Генерал махнул рукой и добавил:
— Хоть бы на будущее-то время послушнее были, да загодя теперь такую штуку припасли бы, да по Ревелю, да по Риге повозили немцем одетую, а то ведь опять, гляди, скоро понадобится немцев колоть. А мне, как хотите, мне немцев жалко: это не то, что гоноровое полячье безмозглое, — это люди обстоятельные и не перепорть мы их сами, они приятнейшие соотечественники нам были бы. Я, помню, сам в Остзейском крае два года стоял при покойном императоре, так эти господа немцы нам первые друзья были. Бывало, ничего каналья и по-русски-то не понимает, а даже наши песни поет: заместо «по мосту- мосту» задувает:
Оф дем брике, брике, брике,
Оф дем калинишев брике.
А нынче вон, пишут, и они уже «Wacht am Rhein» запели и заиграли. Кто же, как не сами мы в этом виноваты? Ну и надо теперь для их спасения по крайней мере хоть гуттаперчевую куклу на свой счет заказывать, да каким-нибудь ее колбасником или гоф-герихтом наряжать и провешивать, чтоб над живыми людьми не пришлось этой гадости делать.
— А не находите ли вы, — опрашиваю, — опасности в том, что немцы проведали бы, что человек-то, которого вешают, сделан из гуттаперчи?
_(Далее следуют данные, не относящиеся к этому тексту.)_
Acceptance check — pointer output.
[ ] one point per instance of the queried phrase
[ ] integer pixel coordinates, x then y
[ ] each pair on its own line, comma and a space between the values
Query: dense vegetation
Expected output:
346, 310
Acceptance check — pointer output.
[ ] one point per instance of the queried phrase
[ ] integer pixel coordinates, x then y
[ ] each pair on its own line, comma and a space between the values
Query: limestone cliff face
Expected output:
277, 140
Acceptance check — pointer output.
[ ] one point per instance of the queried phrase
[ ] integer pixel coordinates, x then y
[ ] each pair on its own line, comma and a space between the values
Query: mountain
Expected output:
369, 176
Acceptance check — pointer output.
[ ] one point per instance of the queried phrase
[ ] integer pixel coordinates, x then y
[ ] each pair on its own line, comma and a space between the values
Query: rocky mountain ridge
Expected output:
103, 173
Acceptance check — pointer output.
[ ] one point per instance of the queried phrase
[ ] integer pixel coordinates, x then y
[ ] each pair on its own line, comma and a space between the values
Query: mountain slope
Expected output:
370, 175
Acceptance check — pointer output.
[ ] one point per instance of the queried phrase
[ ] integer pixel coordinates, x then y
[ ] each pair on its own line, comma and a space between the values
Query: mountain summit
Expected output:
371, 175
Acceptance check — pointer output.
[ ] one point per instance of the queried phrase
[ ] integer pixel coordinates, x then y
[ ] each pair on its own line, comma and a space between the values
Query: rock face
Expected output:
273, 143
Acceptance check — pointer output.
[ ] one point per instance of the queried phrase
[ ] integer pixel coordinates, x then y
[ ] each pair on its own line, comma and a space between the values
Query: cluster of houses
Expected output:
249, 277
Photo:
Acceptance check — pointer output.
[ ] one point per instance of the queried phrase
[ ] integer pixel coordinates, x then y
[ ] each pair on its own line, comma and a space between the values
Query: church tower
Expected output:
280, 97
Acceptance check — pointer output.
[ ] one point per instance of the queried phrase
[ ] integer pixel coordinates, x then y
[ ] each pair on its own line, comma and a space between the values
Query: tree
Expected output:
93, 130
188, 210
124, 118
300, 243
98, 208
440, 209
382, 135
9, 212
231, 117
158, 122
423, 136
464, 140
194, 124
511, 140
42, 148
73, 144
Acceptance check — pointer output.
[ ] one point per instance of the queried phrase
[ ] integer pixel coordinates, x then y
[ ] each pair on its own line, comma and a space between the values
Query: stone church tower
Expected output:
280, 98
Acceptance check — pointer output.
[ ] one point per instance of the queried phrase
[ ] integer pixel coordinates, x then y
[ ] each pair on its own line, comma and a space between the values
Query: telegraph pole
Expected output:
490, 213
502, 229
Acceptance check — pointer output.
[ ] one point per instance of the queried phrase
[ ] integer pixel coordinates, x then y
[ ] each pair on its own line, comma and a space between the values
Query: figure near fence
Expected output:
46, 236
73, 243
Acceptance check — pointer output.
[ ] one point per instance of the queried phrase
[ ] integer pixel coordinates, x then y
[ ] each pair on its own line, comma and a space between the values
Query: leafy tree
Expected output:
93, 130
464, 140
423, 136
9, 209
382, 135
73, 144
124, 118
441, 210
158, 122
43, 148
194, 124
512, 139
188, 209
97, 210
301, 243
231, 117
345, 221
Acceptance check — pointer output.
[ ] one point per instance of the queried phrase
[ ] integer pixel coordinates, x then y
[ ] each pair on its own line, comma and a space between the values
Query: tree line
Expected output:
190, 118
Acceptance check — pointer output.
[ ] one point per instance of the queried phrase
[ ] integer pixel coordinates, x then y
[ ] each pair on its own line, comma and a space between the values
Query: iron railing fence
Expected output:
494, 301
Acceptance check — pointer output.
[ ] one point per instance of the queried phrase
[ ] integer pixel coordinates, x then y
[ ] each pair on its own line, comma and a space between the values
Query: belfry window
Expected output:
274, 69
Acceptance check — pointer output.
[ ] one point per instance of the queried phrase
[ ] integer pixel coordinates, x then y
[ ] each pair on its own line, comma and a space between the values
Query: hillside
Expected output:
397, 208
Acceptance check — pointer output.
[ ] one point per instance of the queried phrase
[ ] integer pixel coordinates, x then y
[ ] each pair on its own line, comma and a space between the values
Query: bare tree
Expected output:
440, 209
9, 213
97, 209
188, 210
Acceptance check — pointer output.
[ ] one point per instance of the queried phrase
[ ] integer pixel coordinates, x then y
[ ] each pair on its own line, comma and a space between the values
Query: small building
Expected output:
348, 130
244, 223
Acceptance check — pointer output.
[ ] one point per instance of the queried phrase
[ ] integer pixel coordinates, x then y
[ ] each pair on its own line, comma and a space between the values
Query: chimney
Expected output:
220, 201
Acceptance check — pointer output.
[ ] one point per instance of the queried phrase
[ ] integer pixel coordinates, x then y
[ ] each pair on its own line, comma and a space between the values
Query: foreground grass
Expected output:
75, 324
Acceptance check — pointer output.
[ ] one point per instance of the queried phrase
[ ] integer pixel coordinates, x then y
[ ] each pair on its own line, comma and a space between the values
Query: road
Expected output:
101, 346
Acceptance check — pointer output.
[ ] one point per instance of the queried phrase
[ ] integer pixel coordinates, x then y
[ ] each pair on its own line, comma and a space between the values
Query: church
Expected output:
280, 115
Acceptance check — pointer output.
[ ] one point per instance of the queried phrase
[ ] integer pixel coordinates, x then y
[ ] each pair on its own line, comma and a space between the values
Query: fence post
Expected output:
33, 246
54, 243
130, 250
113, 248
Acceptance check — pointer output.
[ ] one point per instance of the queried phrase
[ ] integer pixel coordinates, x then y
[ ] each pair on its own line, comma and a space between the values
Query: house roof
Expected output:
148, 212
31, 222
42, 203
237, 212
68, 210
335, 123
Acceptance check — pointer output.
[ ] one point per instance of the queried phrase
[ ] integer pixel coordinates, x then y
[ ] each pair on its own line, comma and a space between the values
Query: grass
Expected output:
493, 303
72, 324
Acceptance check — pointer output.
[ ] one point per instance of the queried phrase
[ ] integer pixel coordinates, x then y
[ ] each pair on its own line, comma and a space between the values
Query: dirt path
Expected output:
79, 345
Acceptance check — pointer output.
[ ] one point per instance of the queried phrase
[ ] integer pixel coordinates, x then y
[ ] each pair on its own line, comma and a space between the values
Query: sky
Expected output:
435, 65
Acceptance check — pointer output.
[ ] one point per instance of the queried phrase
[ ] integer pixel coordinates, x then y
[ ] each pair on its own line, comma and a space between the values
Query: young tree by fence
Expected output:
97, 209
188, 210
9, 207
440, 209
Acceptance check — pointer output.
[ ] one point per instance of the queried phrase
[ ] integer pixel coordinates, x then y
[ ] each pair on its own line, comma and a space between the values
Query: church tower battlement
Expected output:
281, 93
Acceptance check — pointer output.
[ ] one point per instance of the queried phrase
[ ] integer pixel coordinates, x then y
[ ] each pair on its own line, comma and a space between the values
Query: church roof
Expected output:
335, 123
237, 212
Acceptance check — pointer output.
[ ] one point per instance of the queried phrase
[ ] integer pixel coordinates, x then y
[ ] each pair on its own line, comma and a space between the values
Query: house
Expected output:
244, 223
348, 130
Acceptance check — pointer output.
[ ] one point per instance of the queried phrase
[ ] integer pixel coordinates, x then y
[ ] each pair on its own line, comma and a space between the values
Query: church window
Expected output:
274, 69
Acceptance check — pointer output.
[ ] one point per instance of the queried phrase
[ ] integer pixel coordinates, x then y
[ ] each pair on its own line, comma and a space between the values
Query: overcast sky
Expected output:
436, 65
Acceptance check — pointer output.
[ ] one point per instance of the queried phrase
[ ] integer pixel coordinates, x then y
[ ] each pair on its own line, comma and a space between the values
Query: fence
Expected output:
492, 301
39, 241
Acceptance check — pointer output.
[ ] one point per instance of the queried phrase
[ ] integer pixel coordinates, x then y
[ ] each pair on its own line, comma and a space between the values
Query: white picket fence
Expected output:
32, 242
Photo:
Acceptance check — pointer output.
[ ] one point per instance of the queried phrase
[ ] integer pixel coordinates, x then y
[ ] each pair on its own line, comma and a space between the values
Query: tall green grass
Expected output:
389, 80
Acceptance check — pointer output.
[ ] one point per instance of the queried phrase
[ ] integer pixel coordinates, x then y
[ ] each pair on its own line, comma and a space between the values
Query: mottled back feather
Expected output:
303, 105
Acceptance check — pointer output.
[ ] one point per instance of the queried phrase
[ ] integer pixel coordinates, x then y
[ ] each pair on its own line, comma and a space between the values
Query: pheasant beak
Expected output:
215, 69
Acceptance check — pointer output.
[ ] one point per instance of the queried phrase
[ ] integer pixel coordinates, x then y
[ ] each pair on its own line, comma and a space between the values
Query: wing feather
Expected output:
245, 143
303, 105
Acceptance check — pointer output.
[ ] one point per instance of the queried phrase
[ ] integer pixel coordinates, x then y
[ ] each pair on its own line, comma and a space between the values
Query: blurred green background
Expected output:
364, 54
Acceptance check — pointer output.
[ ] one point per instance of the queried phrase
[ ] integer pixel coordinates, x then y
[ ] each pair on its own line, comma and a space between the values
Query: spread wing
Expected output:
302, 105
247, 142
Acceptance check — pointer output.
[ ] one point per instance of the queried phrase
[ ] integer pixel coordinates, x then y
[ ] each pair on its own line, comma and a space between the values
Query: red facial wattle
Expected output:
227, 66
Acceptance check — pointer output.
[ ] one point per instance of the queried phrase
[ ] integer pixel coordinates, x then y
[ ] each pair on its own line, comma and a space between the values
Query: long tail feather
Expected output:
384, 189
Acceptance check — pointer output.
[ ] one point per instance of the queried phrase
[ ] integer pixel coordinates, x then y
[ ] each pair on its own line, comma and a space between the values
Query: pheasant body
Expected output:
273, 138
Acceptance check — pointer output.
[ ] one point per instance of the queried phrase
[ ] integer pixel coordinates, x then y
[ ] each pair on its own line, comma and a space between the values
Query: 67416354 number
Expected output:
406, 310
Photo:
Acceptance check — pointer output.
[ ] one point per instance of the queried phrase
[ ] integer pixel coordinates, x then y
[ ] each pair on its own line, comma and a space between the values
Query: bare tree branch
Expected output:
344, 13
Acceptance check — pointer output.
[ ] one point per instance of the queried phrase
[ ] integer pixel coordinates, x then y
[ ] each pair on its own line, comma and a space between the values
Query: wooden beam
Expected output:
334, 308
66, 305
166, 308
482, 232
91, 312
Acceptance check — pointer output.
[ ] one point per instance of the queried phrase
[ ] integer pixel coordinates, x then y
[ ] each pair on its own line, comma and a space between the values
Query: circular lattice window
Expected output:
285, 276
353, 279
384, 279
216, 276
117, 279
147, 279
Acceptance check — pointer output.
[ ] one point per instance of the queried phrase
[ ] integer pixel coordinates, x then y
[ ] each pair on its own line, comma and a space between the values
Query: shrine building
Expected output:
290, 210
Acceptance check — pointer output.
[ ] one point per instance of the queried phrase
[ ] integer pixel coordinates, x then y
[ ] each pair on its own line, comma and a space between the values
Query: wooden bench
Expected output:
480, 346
— Ну так что же такое, что проведали бы? Да им даже под рукою можно было бы это и рассказывать, а они все писали бы, что «москали всех повешали»; ученая Европа и порешила бы, что на Балтийском поморье немцев уже нет, что немцы все уже перевешаны, а которые остались, те, стало быть, наши. Тогда они после — пиши не пиши — никто заступаться не станет, потому что поляков уже нет, все перевешаны; за русских заступаться не принято, — и весь бы этот дурацкий остзейский вопрос так и порешился бы гуттаперчевою куклой.